The video was aired by the ABC in 2022 but former special forces commando Heston Russell revealed the inaccuracies in the footage in an interview with Seven’s Spotlight program earlier this year.
The ABC removed the 56-second clip from an online article after it acknowledged the error in the video and initiated an independent investigation.
‘The ABC sincerely regrets and apologises for the editing errors in the video clips, including to members of the 2nd Commando Regiment,’ ABC news director Justin Stevens said in a statement this week.
‘The ABC stands by the vital importance of its investigations into the alleged conduct of Australian soldiers.
‘The editing errors, while deeply regrettable, do not weaken the value of the ABC’s reporting over many years on these crucial issues.’

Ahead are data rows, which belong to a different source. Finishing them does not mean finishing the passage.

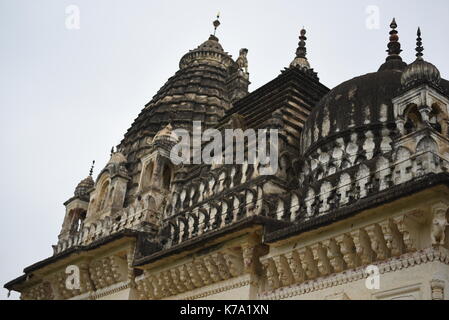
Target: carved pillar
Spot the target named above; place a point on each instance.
(320, 255)
(439, 224)
(437, 289)
(203, 272)
(194, 276)
(234, 261)
(334, 255)
(184, 276)
(393, 237)
(180, 285)
(271, 274)
(378, 243)
(363, 246)
(348, 251)
(308, 263)
(296, 266)
(403, 225)
(222, 266)
(285, 274)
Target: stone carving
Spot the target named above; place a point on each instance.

ABC News boss Justin Stevens (pictured) has apologised over errors in the broadcaster’s Line of Fire reports about alleged war crimes in Afghanistan
Original helmet-cam video from the 2012 incident in Afghanistan shows a single warning shot about to be fired from a military helicopter – but in the ABC version five extra shots are heard
The review also found comments from former Drug Enforcement Administration (DEA) leader Bret Hamilton had misrepresented him.

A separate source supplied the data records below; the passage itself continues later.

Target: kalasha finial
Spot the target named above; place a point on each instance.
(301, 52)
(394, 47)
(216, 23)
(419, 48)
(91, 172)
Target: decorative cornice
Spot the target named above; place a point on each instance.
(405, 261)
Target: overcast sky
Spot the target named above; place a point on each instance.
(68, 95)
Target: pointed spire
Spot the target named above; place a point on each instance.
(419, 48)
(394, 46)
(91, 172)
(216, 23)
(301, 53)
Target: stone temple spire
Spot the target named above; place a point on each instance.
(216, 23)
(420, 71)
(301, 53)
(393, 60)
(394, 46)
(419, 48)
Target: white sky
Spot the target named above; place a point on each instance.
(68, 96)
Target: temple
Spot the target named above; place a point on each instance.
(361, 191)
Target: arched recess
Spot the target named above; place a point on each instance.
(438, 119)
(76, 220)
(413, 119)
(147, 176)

‘The review found Mr Hamilton’s final comment in an interview that alleged war crimes should always be investigated was not in proper context and therefore did not accurately represent him as talking about allegations of war crimes in general rather than referring to any specific allegations,’ Mr Stevens said.

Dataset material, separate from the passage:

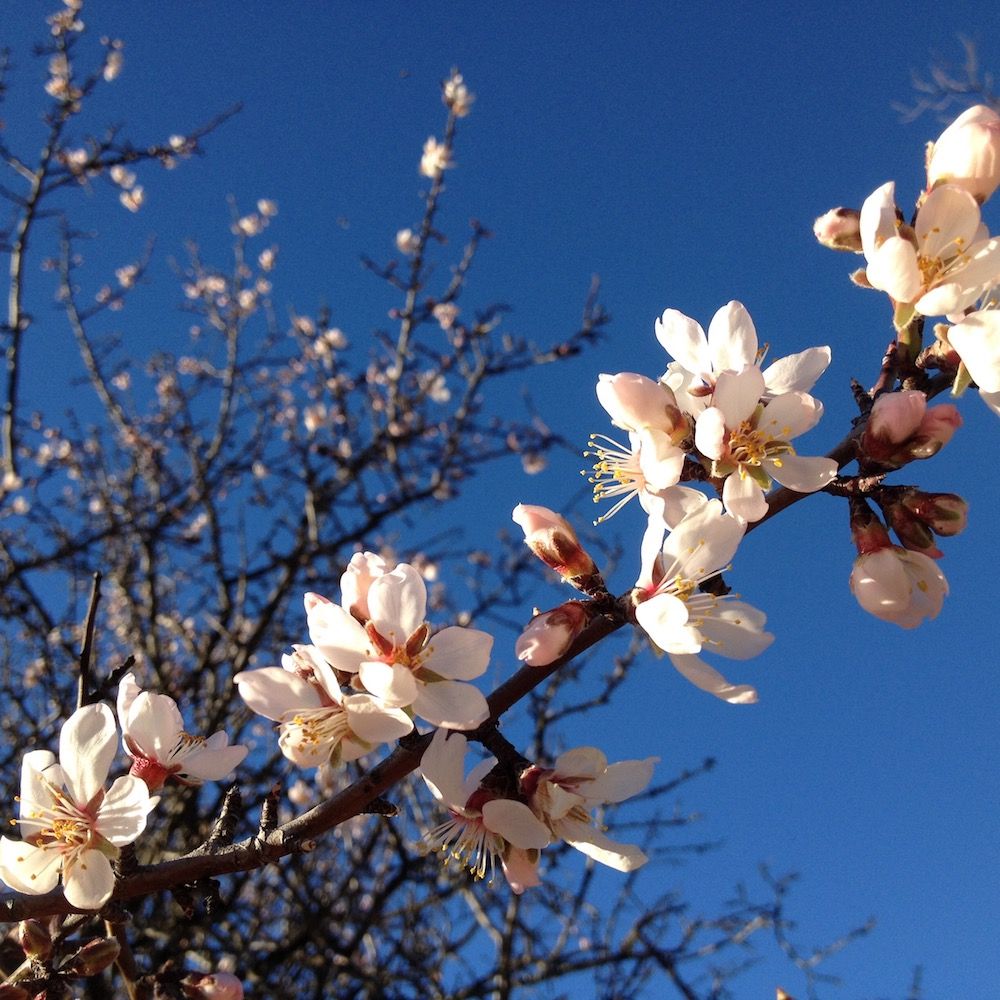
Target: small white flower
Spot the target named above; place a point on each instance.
(153, 736)
(69, 823)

‘The review found this was potentially misleading. It found Mr Hamilton’s views were otherwise accurately represented.
‘ABC News sincerely regrets and apologises to Mr Hamilton as well as our audience members for this. That was not the meaning we intended to convey.’
The interim review is being carried out by former ABC and SBS veteran journalist turned media executive Alan Sunderland.
During senate estimates on Tuesday, ABC acting managing director Melanie Kleyn said the report found ‘no evidence of any intent to mislead by any ABC employee’.
Ms Kleyn said there was ‘not a deliberate editorial decision to include additional gunshots to mislead or deceive’ and refuted the suggestion that the central focus of the entire story was misleadingly altered.
‘The review has also found that the stories contained important issues that are in the public interest in relation to the issue of altered audio,’ she said.
In October 2023, former special forces commando Heston Russell (pictured) won his defamation case against the ABC after a Federal Court judge ruled it could not prove articles the national broadcaster published were reported in the public interest
According to the interim report there was no deliberate effort to ‘distort the depiction of the events that occurred’ by the ABC.
Mr Stevens also denied the footage was deliberately doctored and criticised the response from competitor media companies.
‘The great shame from all of this is that for weeks, various outlets have accused journalists of the highest integrity of doctoring material, which is one of the most offensive and damaging allegations one can make against a journalist,’ he said.
‘The meaning of doctoring is to deceitfully change something intentionally. What Mr Sunderland’s review shows independently is that our team and journalists and executives at all levels did not doctor any material.
‘So there was mistakes, but it was not deliberate, and there was no doctoring.’
The ABC was also questioned on why it did not act on a letter sent by Mr Russell’s lawyers on November 22, 2022, after the footage was initially aired.
Ms Kleyn said the broadcaster’s news division was ‘not handed a copy of that letter,’ with Liberal Senator Sarah Henderson lashing her comments as ‘outrageous’.
‘Mr Russell’s lawyers were writing to your lawyers, saying you’ve got it wrong. You’ve put these fake gunshots in the video and what? No one did anything?’ she said.
‘Are you telling me that the lawyers just sat on their hands and did nothing. Did they tell anyone in news?’
During this period, Mr Russell had already launched defamation proceedings against the ABC and was later awarded $390,000 in damages in October, 2023.
Mr Stevens said the issues should have been flagged with the ABC’s editorial team, instead of its legal team, but Senator Henderson rejected his claims.
‘There was every opportunity after that date between then and now for these issues to be brought to ABC news’ attention via a formal complaint, via the processes we have in place, and as far as I’m aware, that did not occur,’ he said.
Ms Kleyn said Mr Sunderland was still reviewing the circumstances around the letter ABC’s legal team received and why it wasn’t passed onto the news division.
She said the the final report would include a finding on the issue.